Para mim, a idéia do adolescente num barco com um grande felino me desperta instantaneamente uma alegoria de despertar sexual (que não foi exatamente o ponto de nenhum de vocês). Acabei indo por esse caminho, e colocando num contexto bem mais burguês e debochado (o rapaz como um adolescente num cruzeiro de férias com a família, etc).
Acho que o conto rendeu bem. Estou preparando um livro de contos (o meu primeiro nesse formato), a ser lançado no começo do próximo ano pela Record e quero incluir lá.
O conto é assumidamente uma homenagem a vocês dois (a começar pelo título) e claro que vou colocar as referências no livro. Mas, antes de tudo, queria mandar para você.
Se quiser ler e me mandar suas impressões, será uma honra para mim.
Desde já, obrigado. Nos cruzamos em breve.
*'s
Santiago Nazarian
[Infelizmente, eu e Scliar nunca mais nos cruzamos.]
A resposta:
Meu caro Santiago, muito obrigado pela mensagem, pelas amáveis palavras e pelo belíssimo conto, que li com o maior interesse e emoção. Realmente, você deu uma dimensão nova à idéia! Para mim é motivo de orgulho que minha história possa, ao menos em parte, ter lhe servido de inspiração. E agora temos um time: jaguar, tigre e guepardo! Imbatível! Aguardo ansioso seu livro. Até lá, receba o grande abr. do fã Moacyr Scliar
O que eu não mencionei para Scliar, e meio que tinha deixado de lado para mim mesmo é que dos treze para os catorze anos eu ESTIVE num navio. Um transatlântico bem burguês, como narrado no livro, com minha mãe e minha irmã, "com shows de mágica e bingo. Até com números circenses e entradas sub-reptícias no cassino."

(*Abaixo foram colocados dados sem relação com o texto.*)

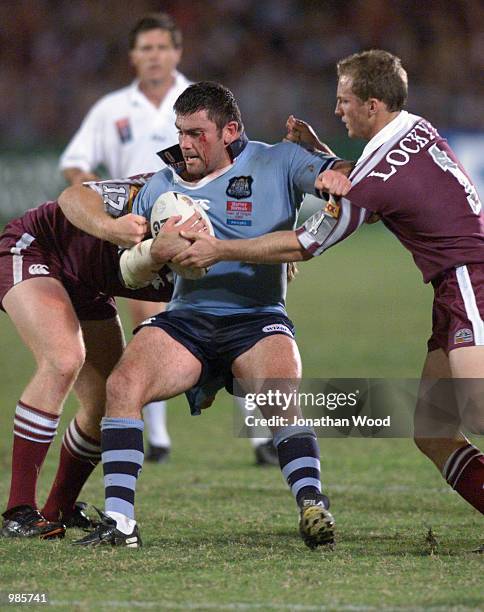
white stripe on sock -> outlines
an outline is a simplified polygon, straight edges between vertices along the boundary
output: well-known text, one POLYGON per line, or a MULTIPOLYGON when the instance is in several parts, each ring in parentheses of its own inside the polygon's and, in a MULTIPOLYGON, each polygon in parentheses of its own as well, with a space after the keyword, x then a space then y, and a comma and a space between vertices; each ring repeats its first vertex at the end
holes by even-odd
POLYGON ((101 443, 93 444, 92 442, 88 442, 85 438, 79 435, 79 432, 76 429, 76 425, 74 421, 71 421, 69 427, 66 429, 66 435, 69 435, 71 446, 79 452, 83 452, 84 454, 92 454, 99 455, 101 452, 101 443))
MULTIPOLYGON (((59 417, 52 415, 52 418, 44 417, 33 410, 29 410, 28 408, 24 408, 23 406, 17 405, 15 409, 15 414, 19 417, 22 417, 32 425, 41 425, 46 429, 50 429, 53 433, 57 431, 57 425, 59 424, 59 417)), ((45 432, 49 434, 48 431, 45 432)))

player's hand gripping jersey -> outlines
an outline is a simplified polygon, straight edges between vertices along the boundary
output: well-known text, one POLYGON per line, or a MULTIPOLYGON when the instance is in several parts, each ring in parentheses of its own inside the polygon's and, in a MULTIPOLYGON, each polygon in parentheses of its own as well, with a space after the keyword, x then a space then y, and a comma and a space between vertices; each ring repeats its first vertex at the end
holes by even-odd
MULTIPOLYGON (((162 152, 172 167, 153 176, 140 191, 133 212, 149 219, 161 193, 178 191, 204 206, 217 238, 252 238, 293 229, 303 195, 315 194, 316 177, 336 161, 291 143, 270 146, 244 137, 230 148, 231 165, 191 183, 173 169, 183 169, 179 147, 162 152)), ((285 314, 286 283, 285 264, 221 262, 202 279, 177 277, 168 310, 196 309, 211 315, 285 314)))
POLYGON ((402 111, 365 147, 330 232, 323 212, 298 230, 319 255, 355 231, 370 212, 412 253, 425 282, 462 264, 484 262, 484 216, 474 185, 425 119, 402 111))

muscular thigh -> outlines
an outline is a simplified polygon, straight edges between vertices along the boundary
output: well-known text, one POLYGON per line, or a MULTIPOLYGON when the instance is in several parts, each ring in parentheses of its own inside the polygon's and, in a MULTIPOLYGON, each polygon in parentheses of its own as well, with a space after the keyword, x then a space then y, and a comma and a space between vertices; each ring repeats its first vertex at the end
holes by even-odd
MULTIPOLYGON (((259 340, 232 364, 234 378, 239 379, 245 393, 279 391, 292 395, 299 386, 302 374, 301 358, 296 342, 285 334, 276 334, 259 340)), ((240 392, 240 391, 239 391, 240 392)), ((269 397, 269 396, 268 396, 269 397)), ((300 408, 269 400, 260 405, 265 417, 283 418, 300 416, 300 408), (283 407, 284 406, 284 407, 283 407)), ((273 428, 275 430, 277 428, 273 428)))
POLYGON ((234 360, 232 373, 236 378, 300 378, 297 344, 285 334, 263 338, 234 360))
POLYGON ((55 278, 31 278, 14 285, 2 305, 37 360, 83 344, 69 294, 55 278))
POLYGON ((200 361, 164 330, 144 327, 129 342, 113 373, 126 379, 142 404, 183 393, 200 378, 200 361))

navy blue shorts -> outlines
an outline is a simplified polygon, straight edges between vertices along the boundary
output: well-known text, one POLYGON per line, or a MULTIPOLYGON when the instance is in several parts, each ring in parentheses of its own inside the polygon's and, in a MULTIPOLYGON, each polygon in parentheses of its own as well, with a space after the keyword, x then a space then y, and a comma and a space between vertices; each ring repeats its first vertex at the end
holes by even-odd
POLYGON ((196 387, 186 393, 192 414, 200 414, 199 404, 223 387, 232 393, 233 361, 259 340, 275 334, 294 338, 292 321, 271 313, 216 316, 193 310, 170 310, 151 317, 133 333, 142 327, 164 330, 202 364, 196 387))

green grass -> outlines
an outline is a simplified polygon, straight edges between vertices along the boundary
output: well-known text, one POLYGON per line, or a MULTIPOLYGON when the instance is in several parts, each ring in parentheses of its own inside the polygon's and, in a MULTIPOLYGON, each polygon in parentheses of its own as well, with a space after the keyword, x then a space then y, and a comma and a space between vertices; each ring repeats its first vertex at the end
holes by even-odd
MULTIPOLYGON (((310 263, 290 289, 307 377, 418 377, 432 292, 383 228, 366 228, 310 263)), ((8 494, 11 421, 32 360, 0 318, 0 498, 8 494)), ((70 400, 63 417, 75 410, 70 400)), ((451 493, 411 440, 321 440, 338 523, 334 552, 306 549, 278 470, 252 465, 232 434, 231 400, 202 417, 170 402, 173 455, 138 483, 145 547, 84 550, 0 541, 0 591, 46 592, 56 609, 478 609, 481 517, 451 493), (426 541, 432 528, 436 543, 426 541)), ((41 476, 44 499, 60 436, 41 476)), ((82 498, 102 507, 101 471, 82 498)))

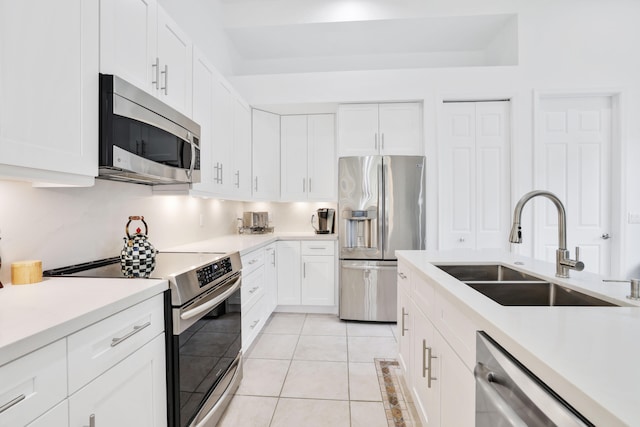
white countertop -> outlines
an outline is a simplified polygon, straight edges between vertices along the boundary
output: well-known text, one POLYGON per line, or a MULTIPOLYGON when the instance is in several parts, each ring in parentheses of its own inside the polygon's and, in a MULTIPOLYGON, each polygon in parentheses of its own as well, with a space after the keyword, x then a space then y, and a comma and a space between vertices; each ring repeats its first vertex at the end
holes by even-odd
POLYGON ((159 294, 166 280, 45 278, 0 289, 0 366, 159 294))
POLYGON ((289 232, 267 234, 230 234, 213 239, 165 248, 163 252, 240 252, 249 253, 261 246, 278 240, 337 240, 337 234, 315 234, 314 232, 289 232))
POLYGON ((628 283, 497 251, 398 251, 439 291, 556 393, 598 426, 640 426, 640 303, 628 283), (516 262, 522 263, 517 265, 516 262), (507 307, 432 263, 497 263, 627 307, 507 307))

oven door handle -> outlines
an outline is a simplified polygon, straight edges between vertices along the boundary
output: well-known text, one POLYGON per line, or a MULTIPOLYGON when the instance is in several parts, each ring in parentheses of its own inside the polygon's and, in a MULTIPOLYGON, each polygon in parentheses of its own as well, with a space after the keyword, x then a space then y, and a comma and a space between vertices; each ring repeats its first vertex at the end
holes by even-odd
POLYGON ((228 289, 226 289, 220 295, 217 295, 212 300, 202 302, 197 306, 195 306, 194 308, 189 309, 183 313, 180 313, 180 318, 182 320, 191 319, 192 317, 195 317, 200 313, 211 310, 213 307, 215 307, 216 305, 220 304, 222 301, 227 299, 229 295, 231 295, 232 293, 240 289, 240 285, 242 285, 242 276, 238 276, 238 278, 235 279, 233 282, 225 285, 226 287, 228 287, 228 289))

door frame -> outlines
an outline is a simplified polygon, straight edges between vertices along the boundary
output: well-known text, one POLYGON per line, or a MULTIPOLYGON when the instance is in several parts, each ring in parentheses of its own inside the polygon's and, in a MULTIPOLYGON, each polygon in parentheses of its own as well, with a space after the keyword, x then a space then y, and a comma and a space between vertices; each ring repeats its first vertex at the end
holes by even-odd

Eu não encontrei nenhum guepardo, não. Na verdade, tive uma namoradinha, gaúcha, Fernanda, não esqueci dela (ela esqueceu de mim? O que foi feito dela?). Mas o conto é um pouco mais boiolinha... É essa minha tendência, sabe, de androginizar e (homo)sexualizar todo adolescente, como se todo adolescente fosse andrógino, e como um menino de 14 anos fosse de fato um ser sexual...

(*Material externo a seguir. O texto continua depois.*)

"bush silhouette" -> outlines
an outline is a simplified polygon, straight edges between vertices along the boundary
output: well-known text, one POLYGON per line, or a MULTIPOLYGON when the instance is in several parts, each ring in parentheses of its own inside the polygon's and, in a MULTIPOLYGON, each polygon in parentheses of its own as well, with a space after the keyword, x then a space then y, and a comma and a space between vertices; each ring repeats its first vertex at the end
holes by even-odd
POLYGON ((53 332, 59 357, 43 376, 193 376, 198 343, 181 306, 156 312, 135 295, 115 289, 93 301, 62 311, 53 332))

Bem, um menino de 14 anos é um ser sexual, se a gente lembrar bem, mas quando nós, bode velhos, olhamos de fora, eles parecem apenas crianças. Diferentemente das meninas, meninos de 14 anos, na verdade, na realidade, no mundo real, fora das páginas e longe dos guepardos, são crianças... Quer ver?
Que bebê! Esse era EU, aos treze para os catorze, num cruzeiro em alto mar, cumprimentando o capitão.
Mas o livro é muito mais do que isso! É um oceano de prazeres, e espermas e espadas e águas-vivas. Compra logo e não me enche o saco!
Só venha falar comigo quando terminar "Todas as cabeças no chão, menos a minha!" O último conto, e o meu favorito.